For "But since the constructor of B gets only immutable data, the two instances of B should be equal." As you understand its not thread safe, one thread might get un-initialized B instance (B as null or inconsistent state where somedata not yet set) others might get b instance with somedata set.

To fix this you need synchronized getB method or use synchronized block with double-check lock or some non-blocking technique like AtomicReference. For you reference I am adding here sample code for how to achieve the correct threadSafe getB() method using AtomicReference.

class A {
    private final String someData = "somedata";
    private AtomicReference<B> bRef;

    public String getSomeData() { return someData; }

    public B getB() {
        if(bRef.get()== null){
            synchronized (this){
                if(bRef.get() == null)
                    bRef.compareAndSet(null,new B(someData));
            }
        }
        return bRef.get();
    }
}

class B{
    public B(String someData) {

    }
}

2 Comments

I'm hesitant to downvote this, because aside from its failure to initialize b (probably it should be named bRef to avoid confusion, and declared+initialized as private final AtomicReference<B> bRef = new AtomicReference<B>()), your code isn't broken . . . but it's really bizarre.

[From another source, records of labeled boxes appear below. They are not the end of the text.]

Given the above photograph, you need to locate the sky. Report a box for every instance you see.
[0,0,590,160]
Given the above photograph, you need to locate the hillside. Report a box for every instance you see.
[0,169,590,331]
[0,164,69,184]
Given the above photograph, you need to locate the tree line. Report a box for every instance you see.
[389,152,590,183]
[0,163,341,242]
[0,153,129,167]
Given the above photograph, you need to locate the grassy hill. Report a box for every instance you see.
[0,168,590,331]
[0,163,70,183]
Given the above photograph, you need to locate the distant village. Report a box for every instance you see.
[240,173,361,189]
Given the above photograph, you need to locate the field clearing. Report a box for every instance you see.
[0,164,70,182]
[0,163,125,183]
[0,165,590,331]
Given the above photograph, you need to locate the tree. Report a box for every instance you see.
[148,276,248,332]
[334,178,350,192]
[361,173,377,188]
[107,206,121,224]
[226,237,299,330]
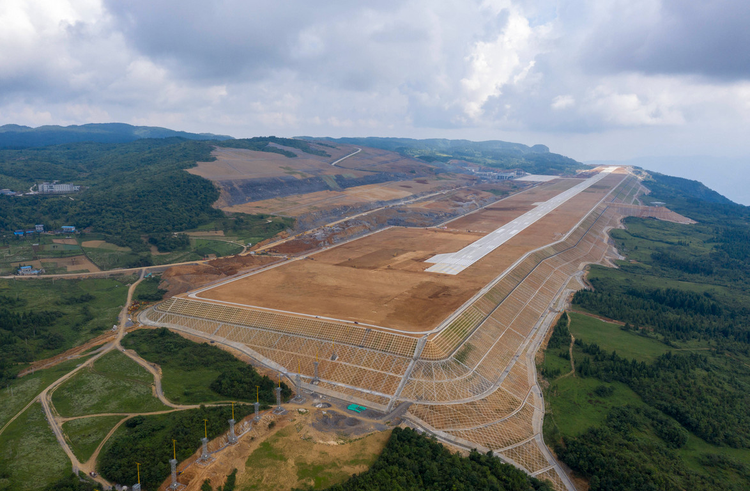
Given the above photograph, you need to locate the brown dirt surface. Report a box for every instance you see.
[159,256,280,298]
[229,179,467,216]
[173,408,390,491]
[18,331,116,377]
[199,171,623,332]
[188,147,347,184]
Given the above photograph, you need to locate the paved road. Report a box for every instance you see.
[30,268,206,487]
[331,148,362,165]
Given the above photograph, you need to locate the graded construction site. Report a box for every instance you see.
[140,168,700,489]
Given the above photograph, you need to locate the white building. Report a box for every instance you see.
[38,182,81,194]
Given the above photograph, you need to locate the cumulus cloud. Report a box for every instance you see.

Firstly, you shouldn't synchronize on B.class, because that means that all instances of A will require the same lock, which may also well be held by some other code (since A doesn't own B.class). Secondly, the compareAndSet is superfluous, since the reference is guaranteed to be null [continued]
[continued] at that location; you can just write bRef.set(new B(someData)), at which point you might as well just use a volatile field. The whole point of atomics is to avoid locking; if you ever find yourself combining atomics with synchronized, you can be pretty sure that you're doing something the wrong way.